Leggi la recensione (Cannes 2023): Articolo riservato ai nostri abbonati Con “Verso un futuro radioso”, Nanni Moretti firma un film di disastro esistenziale

Giovanni è infatti un anziano regista, che si lancia nelle riprese di un film d’epoca: L’Italia del 1956, quando si sentono gli echi dell’insurrezione popolare che scoppia in Ungheria contro il regime comunista. Al Quarticciolo, nella periferia romana, la locale cellula del Partito Comunista Italiano (PCI) riceve una troupe circense ungherese, accolta a braccia aperte da Ennio (Silvio Orlando), direttore di Unita, e sua moglie, Vera (Barbora Bobulova). La sera stessa viene annunciato l’ingresso dei carri armati sovietici a Budapest e la repressione della rivoluzione. Vera si posiziona a favore dei rivoltosi e vi vede l’occasione perfetta per il PCI di sfuggire alla tutela sovietica. Ennio, dirigente politico imbarazzato, si rinchiude nelle sue contraddizioni, per non uscirne più.

Tuttavia, questo scenario amaro e serio non regge davvero, Giovanni ne è distaccato mentre tutto intorno a lui si incrina. Sua moglie e produttrice abituale, Paola (Margherita Buy), lo lascia per lavorare a thriller ultraviolenti alla moda. Il suo coproduttore francese (Mathieu Amalric), a corto di soldi, si ritrova ben presto in manette. E per finire, sua figlia compositrice (Valentina Romani) sposa un diplomatico settantenne. Decisamente, il mondo contemporaneo si ostina a non voltarsi, fino ai decisori di Netflix, uno spiedo di robot umani, scoprendo che alla sua sceneggiatura manca un tocco “che cazzo” – che lo lascia senza parole.

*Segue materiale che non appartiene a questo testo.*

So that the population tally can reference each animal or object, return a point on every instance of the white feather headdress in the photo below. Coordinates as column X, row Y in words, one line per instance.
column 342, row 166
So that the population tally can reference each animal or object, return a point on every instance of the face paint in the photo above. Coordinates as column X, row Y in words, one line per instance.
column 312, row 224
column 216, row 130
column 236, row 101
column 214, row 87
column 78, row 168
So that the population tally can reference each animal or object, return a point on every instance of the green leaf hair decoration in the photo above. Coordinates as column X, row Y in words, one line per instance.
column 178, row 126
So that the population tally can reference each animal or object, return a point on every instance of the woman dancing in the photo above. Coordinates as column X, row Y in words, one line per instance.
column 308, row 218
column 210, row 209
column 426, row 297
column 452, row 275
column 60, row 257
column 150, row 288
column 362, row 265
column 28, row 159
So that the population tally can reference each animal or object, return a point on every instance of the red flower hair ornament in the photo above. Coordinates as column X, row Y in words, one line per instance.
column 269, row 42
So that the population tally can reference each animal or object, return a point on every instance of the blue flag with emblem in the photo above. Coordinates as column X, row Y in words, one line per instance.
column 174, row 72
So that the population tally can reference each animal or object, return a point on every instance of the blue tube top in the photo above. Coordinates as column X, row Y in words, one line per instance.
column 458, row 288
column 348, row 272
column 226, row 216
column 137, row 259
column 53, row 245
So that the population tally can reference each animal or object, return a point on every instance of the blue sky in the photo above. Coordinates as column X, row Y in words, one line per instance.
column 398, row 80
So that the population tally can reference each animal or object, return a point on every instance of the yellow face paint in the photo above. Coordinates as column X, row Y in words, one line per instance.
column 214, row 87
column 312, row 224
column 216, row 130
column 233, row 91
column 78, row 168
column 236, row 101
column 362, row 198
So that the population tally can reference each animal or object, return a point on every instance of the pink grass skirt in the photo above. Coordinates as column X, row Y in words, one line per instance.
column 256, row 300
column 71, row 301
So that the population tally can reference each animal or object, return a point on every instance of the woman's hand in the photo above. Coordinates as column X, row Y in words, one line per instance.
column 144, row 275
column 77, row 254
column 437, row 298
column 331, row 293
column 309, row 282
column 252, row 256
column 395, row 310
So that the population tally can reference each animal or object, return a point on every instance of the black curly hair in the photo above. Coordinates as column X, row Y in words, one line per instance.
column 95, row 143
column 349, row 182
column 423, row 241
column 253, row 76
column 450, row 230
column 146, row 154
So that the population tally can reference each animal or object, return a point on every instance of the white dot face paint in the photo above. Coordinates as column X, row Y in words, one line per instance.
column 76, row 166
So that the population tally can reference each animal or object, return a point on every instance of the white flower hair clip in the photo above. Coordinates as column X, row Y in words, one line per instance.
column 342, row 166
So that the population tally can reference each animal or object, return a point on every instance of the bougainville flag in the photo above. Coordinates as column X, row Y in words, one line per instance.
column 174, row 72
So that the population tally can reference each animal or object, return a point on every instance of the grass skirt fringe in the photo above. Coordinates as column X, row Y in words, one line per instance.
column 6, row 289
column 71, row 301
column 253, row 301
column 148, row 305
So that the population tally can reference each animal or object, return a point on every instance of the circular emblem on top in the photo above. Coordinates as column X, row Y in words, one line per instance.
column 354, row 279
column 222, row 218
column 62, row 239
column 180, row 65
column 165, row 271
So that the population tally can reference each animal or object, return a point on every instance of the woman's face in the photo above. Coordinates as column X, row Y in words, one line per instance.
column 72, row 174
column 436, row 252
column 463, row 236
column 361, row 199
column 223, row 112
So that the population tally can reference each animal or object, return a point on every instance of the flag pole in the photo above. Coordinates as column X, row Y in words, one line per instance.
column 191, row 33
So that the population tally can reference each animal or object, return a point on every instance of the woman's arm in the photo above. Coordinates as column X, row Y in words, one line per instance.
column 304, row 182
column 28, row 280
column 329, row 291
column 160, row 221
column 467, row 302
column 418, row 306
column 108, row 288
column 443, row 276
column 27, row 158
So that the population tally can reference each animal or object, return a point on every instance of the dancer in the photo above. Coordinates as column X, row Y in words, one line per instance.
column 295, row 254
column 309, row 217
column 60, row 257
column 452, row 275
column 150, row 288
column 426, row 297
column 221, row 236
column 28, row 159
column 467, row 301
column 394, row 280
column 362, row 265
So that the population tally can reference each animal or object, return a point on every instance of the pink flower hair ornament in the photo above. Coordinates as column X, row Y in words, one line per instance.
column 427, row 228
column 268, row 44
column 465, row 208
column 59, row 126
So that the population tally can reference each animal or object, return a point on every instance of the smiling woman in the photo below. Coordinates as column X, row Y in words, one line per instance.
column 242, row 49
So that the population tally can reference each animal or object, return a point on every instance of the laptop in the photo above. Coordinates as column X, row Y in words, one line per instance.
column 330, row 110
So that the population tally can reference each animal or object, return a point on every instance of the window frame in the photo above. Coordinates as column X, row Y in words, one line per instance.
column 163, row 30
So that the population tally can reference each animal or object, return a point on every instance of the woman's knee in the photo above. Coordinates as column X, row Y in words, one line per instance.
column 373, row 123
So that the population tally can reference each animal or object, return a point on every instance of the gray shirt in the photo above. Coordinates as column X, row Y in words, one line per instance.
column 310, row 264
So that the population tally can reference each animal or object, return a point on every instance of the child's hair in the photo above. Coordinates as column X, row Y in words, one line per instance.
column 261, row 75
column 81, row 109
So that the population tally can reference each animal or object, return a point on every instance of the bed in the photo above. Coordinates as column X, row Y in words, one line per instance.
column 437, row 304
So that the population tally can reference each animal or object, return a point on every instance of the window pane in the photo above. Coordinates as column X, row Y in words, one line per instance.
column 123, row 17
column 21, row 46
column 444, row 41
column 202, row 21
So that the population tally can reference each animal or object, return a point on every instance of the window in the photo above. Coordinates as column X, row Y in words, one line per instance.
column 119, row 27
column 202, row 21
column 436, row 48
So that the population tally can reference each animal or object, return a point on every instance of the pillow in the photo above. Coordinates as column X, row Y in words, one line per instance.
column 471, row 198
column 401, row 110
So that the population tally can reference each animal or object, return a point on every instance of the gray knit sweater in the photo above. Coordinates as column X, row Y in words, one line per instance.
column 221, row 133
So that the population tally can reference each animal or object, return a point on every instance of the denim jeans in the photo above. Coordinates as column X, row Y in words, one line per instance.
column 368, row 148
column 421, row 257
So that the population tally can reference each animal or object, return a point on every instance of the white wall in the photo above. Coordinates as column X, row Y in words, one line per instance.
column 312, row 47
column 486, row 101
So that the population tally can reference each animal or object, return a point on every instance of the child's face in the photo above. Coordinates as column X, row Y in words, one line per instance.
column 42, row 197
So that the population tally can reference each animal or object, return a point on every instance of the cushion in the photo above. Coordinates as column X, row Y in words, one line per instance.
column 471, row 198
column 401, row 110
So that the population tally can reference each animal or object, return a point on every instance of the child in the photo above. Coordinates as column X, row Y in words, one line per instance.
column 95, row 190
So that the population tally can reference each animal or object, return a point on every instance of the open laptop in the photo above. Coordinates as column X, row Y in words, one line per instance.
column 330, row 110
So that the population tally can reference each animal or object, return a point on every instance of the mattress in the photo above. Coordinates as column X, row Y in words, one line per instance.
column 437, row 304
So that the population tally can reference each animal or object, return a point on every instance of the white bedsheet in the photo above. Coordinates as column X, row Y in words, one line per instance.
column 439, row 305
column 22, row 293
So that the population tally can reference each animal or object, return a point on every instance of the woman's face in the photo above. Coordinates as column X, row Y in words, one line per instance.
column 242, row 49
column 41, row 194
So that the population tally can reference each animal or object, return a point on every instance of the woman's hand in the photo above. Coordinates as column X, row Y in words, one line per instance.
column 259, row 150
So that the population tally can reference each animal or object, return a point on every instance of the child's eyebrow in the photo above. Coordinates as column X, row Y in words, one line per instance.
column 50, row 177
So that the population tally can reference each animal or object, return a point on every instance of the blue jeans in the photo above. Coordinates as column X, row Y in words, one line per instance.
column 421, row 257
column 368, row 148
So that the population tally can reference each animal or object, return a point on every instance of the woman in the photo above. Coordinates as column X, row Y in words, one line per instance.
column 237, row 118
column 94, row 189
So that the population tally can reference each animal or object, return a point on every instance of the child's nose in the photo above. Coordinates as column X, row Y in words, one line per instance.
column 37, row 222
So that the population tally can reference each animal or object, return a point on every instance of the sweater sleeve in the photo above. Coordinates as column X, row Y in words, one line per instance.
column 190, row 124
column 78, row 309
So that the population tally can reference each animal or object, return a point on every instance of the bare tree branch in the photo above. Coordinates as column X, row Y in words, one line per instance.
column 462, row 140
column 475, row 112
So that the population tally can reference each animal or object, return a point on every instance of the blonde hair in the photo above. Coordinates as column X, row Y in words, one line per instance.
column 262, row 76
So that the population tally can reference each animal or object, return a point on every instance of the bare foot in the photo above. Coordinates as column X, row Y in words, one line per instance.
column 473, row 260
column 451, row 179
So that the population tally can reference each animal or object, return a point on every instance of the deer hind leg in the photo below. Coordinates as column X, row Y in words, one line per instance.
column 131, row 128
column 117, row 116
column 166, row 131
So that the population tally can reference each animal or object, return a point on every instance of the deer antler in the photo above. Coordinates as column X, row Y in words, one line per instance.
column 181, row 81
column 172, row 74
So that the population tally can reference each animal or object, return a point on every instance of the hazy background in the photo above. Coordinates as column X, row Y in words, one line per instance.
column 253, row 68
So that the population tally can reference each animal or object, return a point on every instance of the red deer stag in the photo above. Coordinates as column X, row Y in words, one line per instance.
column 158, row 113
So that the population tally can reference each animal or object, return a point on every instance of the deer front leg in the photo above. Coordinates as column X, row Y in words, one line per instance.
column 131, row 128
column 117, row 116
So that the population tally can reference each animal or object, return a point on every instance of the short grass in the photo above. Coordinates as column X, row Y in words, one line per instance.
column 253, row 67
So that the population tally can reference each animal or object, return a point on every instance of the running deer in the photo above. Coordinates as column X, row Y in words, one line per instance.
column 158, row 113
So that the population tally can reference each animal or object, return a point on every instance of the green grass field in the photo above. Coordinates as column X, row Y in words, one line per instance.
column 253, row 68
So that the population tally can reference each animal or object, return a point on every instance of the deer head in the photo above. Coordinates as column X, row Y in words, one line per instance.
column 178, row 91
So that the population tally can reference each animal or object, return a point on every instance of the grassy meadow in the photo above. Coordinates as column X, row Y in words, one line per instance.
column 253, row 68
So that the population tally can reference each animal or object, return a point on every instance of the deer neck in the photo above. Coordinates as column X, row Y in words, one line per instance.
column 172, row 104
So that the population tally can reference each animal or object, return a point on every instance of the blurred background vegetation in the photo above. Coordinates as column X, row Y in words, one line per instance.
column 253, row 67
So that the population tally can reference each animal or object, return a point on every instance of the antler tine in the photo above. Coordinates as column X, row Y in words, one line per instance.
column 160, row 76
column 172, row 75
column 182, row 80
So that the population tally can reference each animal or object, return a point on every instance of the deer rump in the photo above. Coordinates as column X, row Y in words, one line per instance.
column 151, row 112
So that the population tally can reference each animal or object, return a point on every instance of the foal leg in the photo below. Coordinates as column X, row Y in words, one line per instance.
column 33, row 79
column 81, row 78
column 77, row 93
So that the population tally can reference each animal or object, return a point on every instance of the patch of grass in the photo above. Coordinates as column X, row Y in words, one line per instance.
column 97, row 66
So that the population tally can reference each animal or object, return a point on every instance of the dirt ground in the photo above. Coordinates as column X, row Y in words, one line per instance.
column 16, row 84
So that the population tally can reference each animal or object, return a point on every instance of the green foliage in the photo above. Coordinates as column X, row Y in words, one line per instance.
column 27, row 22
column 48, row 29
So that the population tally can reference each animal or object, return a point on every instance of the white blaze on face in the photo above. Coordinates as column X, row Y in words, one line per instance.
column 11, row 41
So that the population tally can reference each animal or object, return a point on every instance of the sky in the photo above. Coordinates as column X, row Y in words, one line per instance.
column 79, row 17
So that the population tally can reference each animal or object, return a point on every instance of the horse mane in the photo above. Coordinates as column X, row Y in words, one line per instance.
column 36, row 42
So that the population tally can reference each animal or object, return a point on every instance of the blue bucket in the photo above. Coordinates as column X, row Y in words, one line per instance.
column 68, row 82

Versione italiana di Sacha Guitry

Nei panni di Giovanni, boomer recalcitrante contro l’ordine delle cose, Moretti non è più esattamente l’istrione di un tempo, e alla sua performance si aggiunge un’ulteriore dimensione: lo spessore dell’età – posture più rigide, scorrimento più lento, assenze temporanee e tempo sincopato – il che lo rende ancora più travolgente. Il regista-attore, infatti, non è mai sembrato così tanto a una versione italiana di Sacha Guitry: ideatore di una finzione in divenire, che dirige il suo film dall’interno, intervenendo in ogni inquadratura come per modificare la lezione o aggiungere il proprio commento a Esso.